Близость сильного врага чувствовали все собравшиеся. Беда сплотила служилых, промышленных, торговых и пашенных людей. Воевода Власов вышел на казачий Круг, сменив куцый немецкий кафтанишко и лёгкую европейскую шпажонку на казачий жупан и саблю, трёхрогую треуголку переменил на красную шапку дворянского чина.
– Дольше отдыхать никак нельзя. Ваши братья скрываются в тайге, надо их собрать и вернуть, надо узнать, где враг: стоит ли возле сожжёного Албазина, или ушёл?

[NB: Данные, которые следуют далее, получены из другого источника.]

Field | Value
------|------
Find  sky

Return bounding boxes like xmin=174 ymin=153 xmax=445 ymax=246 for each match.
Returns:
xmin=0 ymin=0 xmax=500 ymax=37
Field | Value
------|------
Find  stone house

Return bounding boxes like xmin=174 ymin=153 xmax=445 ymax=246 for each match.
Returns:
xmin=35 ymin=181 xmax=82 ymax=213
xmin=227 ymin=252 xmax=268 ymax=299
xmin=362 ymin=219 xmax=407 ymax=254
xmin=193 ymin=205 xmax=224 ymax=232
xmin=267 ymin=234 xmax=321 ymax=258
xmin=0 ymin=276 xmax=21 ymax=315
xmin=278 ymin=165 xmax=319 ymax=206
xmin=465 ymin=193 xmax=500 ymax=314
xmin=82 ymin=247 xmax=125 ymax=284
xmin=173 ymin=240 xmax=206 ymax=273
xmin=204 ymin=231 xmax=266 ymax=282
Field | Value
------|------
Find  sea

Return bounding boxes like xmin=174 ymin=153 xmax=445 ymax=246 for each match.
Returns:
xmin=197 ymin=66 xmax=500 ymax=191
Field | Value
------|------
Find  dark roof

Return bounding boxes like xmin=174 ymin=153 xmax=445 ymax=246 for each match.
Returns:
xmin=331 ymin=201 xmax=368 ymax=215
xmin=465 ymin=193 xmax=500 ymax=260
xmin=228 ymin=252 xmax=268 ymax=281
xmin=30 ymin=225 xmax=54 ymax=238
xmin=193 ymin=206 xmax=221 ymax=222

По указу нерчинского воеводы набралось семь десятков добровольцев из подлечившихся албазинцев и нерчинских казаков. Власов велел выдать им казённые ружья, по два фунта пороха и свинца, по две ручные гранаты, дал всем казённых коней.
Отряд ушёл таёжными тропами к Амуру. Албазинцы, оставшиеся в Нерчинском остроге, залечивали раны и помогали укреплять стены. Албазинский повар Станислав Каурко, истосковавшись по настоящему делу, с жаром бросился выпекать хлеб и варить уху. Попробовав её, воевода Власов замычал от удовольствия и вскинул на него удивлённые глаза.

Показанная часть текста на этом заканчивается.